According to a December 1, 1997 USDA inspection report signed by Harold Becker, McVeigh had no non-compliant items. The Scotland County Sheriff's Department raided McVeigh's facility on January 20, 1998. Humane Society of Missouri employees and Mary Martin, an inspector from the Missouri Department of Agriculture (MDA), went with two sheriff deputies. They found seven dead dogs on the property. McVeigh had more than 120 live dogs. The Humane Society of Missouri report stated that the ground under the raised wood and wire pens was saturated with urine and feces. There was about an inch of snow on the ground. There was no food or drinkable water in any of the pens. Some of the bowls contained frozen water.
The humane society report stated that the gang pens contained Labradors and Brittany Spaniels. One pen had a dead Labrador inside a white plastic barrel. Another pen also had a dead Labrador inside a plastic barrel. Outside of the pens were four other dog carcasses and a dog skeleton. There was no drinkable water on the property. Several pens had dead rats, probably killed by the dogs, and rat holes. Only one pen had food (frozen grain and ground corn). Most of the dogs did not have a water pan inside the pen but had to stick their heads out through the hog wire to try and lick frozen water.

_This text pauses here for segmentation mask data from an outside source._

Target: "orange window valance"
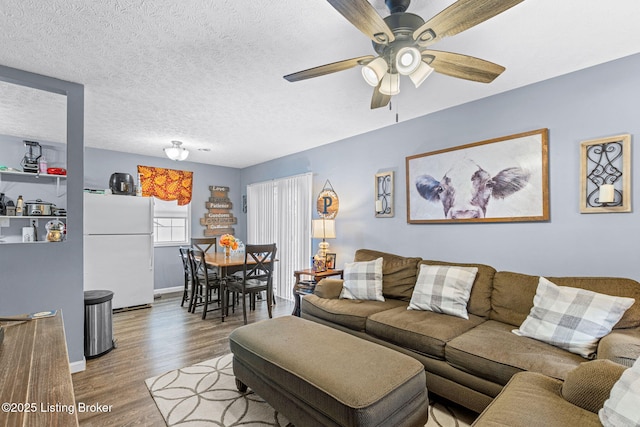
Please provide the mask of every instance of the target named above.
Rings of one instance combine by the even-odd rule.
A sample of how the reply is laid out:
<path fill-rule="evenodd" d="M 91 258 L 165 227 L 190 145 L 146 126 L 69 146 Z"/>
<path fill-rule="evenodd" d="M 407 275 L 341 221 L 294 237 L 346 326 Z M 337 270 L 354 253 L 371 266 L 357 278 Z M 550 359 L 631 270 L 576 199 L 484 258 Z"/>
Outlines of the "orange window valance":
<path fill-rule="evenodd" d="M 177 200 L 178 205 L 191 202 L 193 172 L 138 165 L 143 196 Z"/>

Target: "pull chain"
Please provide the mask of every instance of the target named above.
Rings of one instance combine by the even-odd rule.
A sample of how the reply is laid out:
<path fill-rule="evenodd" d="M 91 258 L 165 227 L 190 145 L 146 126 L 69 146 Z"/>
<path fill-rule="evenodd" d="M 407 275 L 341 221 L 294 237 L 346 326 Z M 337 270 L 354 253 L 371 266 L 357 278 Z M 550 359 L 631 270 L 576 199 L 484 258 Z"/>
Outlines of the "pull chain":
<path fill-rule="evenodd" d="M 393 103 L 389 101 L 389 111 L 393 111 Z M 398 113 L 398 106 L 396 105 L 396 123 L 400 120 L 400 114 Z"/>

The sheriff deputies impounded five adult dogs and two puppies in poor condition and sent them to the humane society shelter in St. Louis. During the examination of the dogs, Joe McVeigh came home. He claimed he fed and watered the dogs twice a day. McVeigh said that the dogs "were thin and just died." According to the report, McVeigh didn't know how many dogs he had. McVeigh's personal veterinarian arrived at the property and stated that he hadn't been there for about a year. At first, he defended McVeigh. Once he saw the dead dogs, he said that McVeigh should have removed the dogs. The vet said that he had advised McVeigh on prior occasions to reduce the number of dogs. He agreed that some of the shelter housing was not adequate.
Mary Martin, the MDA inspector assigned to McVeigh's facility had no comment on the dogs or the conditions. In fact, she told the humane society that she had not been to the property before. The judge in the case turned over seven living Labrador Retrievers to the Humane Society of Missouri. McVeigh kept the other dogs. He must have auctioned most of these dogs since CAPS investigators saw no more than 10 dogs. The judge, who was about to retire, claimed that the prosecution had not properly identified the witnesses and dismissed the case on a technicality. The USDA took no action. McVeigh did not reapply for his USDA or Missouri Department of Agriculture licenses in 1998 or 1999.
Harold Becker left the USDA at the end of 1998. In December 1999, the USDA charged Becker with violations of the Animal Welfare Act. He was operating as an animal dealer without a license.